The author must trust and respect the reviewers enough to be receptive to their comments. Similarly, the reviewers must show respect for the author’s talent and hard work. Reviewers should thoughtfully select the words they use to raise an issue, focusing on what they observed about the product. Saying, “I didn’t see where these variables were initialized” is likely to elicit a constructive response, whereas “You didn’t initialize these variables” might get the author’s hackles up.
Advice to Reviewers
The developer isn’t there to be sitting duck. Remember the purpose is to not demonstrate who the better programmer is: it is finding defects and to ensuring that the code is simple and maintainable.
Don’t say: “You didn’t follow standard XYZ”. A better way would be to genuinely seek to understand developer’s perspective: “What do you think about Standard XYZ and if it applies here?”, which brings me to my next point
Avoid “why did you“, “why did you not” style questions.
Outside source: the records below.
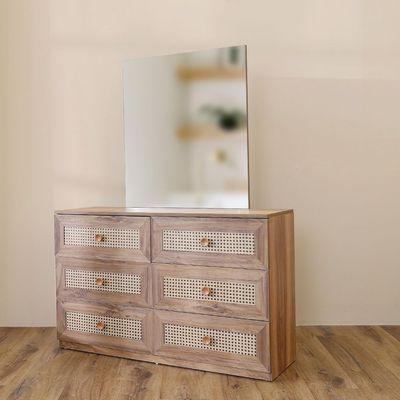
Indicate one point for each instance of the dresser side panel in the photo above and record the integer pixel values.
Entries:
(282, 292)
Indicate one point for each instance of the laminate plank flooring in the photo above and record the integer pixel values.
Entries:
(335, 363)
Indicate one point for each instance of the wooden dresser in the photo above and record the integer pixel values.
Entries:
(204, 289)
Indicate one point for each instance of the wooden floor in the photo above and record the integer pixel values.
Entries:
(332, 363)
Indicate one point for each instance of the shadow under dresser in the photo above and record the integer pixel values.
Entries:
(204, 289)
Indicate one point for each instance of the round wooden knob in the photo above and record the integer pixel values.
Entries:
(100, 325)
(99, 237)
(205, 242)
(206, 291)
(206, 340)
(100, 281)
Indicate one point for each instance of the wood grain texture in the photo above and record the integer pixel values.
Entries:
(255, 226)
(112, 300)
(175, 212)
(347, 363)
(258, 278)
(116, 222)
(144, 315)
(281, 292)
(260, 363)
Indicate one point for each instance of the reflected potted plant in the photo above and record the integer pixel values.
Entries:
(227, 120)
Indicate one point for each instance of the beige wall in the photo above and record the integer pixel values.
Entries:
(324, 92)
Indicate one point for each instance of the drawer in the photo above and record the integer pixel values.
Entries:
(103, 282)
(96, 325)
(209, 241)
(124, 238)
(221, 341)
(211, 290)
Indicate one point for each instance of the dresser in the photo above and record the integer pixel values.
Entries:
(206, 289)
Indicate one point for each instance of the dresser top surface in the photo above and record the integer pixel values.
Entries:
(175, 212)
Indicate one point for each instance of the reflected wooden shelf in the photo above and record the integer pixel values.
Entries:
(210, 133)
(190, 73)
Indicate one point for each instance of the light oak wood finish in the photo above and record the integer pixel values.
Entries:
(190, 73)
(228, 309)
(282, 292)
(174, 212)
(110, 299)
(142, 224)
(347, 363)
(219, 225)
(97, 339)
(180, 316)
(237, 363)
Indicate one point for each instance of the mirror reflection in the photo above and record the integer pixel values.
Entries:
(185, 123)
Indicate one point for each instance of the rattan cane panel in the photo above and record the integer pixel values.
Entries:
(113, 282)
(118, 327)
(223, 341)
(221, 291)
(220, 242)
(84, 236)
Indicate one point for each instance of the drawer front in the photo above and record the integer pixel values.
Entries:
(220, 341)
(107, 282)
(98, 326)
(126, 238)
(211, 290)
(209, 241)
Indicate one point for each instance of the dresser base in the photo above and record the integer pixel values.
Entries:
(262, 375)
It could put people on the defensive. “Why did you make this a global variable?” could be better expressed as “I don’t understand why this is a global variable “. Look for ways to simplify the code. One of the goals of code reviews is to create ‘maintainable’ software.
Remember to appreciate and thank the other person. People often forget how far a simple “great job” or “it looks great” could go.
Advice to Developers
Recognize that you may be attached your code and that it is normal. If you take pride in your work, that’s a good sign that you are someone who cares about the craft.
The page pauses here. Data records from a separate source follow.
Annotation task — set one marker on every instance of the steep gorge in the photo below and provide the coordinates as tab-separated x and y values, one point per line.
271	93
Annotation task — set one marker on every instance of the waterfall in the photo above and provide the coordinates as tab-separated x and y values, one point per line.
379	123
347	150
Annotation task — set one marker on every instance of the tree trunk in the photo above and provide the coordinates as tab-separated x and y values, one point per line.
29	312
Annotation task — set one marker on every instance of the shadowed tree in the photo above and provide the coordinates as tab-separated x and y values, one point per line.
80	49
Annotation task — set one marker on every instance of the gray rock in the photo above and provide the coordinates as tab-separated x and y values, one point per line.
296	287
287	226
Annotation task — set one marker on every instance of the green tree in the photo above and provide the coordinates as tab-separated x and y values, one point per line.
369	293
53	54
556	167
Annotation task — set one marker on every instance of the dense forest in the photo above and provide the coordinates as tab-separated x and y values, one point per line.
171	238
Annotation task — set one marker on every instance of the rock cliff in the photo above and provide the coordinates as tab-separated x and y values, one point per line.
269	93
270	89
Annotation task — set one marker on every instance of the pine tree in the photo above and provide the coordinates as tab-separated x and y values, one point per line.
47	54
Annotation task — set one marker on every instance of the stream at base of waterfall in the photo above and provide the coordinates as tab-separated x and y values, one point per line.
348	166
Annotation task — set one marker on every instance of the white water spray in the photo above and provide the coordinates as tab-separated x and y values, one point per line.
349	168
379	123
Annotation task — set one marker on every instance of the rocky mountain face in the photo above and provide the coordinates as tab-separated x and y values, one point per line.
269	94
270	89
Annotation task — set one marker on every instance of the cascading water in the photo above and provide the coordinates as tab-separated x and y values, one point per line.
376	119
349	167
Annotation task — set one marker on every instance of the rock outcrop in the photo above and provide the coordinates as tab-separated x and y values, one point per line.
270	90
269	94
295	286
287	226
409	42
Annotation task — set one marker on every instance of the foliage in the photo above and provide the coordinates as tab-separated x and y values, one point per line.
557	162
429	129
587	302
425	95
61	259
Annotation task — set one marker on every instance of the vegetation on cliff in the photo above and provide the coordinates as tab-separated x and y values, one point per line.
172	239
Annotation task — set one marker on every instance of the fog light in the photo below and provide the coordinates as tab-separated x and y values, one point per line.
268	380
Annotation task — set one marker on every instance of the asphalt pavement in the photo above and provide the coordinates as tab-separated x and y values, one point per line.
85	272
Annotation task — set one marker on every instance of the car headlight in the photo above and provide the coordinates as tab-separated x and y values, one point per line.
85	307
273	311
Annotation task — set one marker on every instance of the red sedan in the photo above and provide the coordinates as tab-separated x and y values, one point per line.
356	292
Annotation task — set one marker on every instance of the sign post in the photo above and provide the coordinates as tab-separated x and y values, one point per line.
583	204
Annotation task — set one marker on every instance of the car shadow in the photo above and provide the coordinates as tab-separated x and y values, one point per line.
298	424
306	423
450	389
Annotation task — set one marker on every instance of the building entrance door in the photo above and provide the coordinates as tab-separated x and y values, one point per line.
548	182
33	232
The reviewer is acting as the second set of eyes and could point things that you might have overlooked. Questions are as valuable as concrete advice.
Ask specific questions. “Does it make more sense to move all these classes into their own package?”
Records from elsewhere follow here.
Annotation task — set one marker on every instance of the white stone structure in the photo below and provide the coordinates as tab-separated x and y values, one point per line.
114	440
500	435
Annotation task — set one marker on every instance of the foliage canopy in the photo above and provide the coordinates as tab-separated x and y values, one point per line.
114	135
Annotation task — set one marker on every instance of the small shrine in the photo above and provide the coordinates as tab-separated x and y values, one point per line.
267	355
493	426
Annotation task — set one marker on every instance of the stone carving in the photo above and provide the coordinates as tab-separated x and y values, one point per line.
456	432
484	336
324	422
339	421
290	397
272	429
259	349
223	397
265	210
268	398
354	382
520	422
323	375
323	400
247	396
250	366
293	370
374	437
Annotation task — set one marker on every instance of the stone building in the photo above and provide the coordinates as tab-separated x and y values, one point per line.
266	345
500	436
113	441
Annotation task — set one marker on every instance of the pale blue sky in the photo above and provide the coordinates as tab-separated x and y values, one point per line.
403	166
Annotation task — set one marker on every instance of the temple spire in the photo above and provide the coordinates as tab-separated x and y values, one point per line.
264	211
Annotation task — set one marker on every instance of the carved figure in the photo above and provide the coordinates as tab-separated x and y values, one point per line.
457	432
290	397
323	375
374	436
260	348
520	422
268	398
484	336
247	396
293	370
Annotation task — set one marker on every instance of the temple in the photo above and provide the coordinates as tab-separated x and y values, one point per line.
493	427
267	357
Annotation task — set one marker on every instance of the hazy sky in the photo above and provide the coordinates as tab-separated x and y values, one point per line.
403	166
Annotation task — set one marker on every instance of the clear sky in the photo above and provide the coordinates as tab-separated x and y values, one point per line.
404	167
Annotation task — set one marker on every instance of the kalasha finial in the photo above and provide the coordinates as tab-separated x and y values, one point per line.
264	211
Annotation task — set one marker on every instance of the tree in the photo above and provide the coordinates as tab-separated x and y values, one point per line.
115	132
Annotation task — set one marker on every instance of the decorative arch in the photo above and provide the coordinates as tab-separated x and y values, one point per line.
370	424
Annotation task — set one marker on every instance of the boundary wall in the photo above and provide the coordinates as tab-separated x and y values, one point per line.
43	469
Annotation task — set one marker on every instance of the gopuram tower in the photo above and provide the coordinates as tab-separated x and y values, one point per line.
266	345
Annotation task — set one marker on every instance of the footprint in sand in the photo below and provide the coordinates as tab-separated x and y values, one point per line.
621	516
Thank the reviewer for their time and any feedback they might have provided.
Advice to Management
Effective code reviews require a healthy culture that values quality and excellence. Code reviews will not give you the desired results if the team doesn’t believe in delivering high-quality products. You need a positive culture in which people are engaged – one that thrives on constructive criticism and allows the best ideas to win.
It’s cultural and most people don’t want to air their dirty laundry in front of their superiors. Code reviews are best conducted by peers and management should never ask for details it could use to judge people – yes, some managers require check-lists and grades to be produced so they can “measure” and judge people.
Maybe you already have a great culture. Maybe you are half-way there. Creating the right culture depends on many factors (both internal to the team and organizational). It can be extremely challenging and there is no magic formula. Without the right culture, code reviews will not bring desired gains or at extremes, could become counter-productive.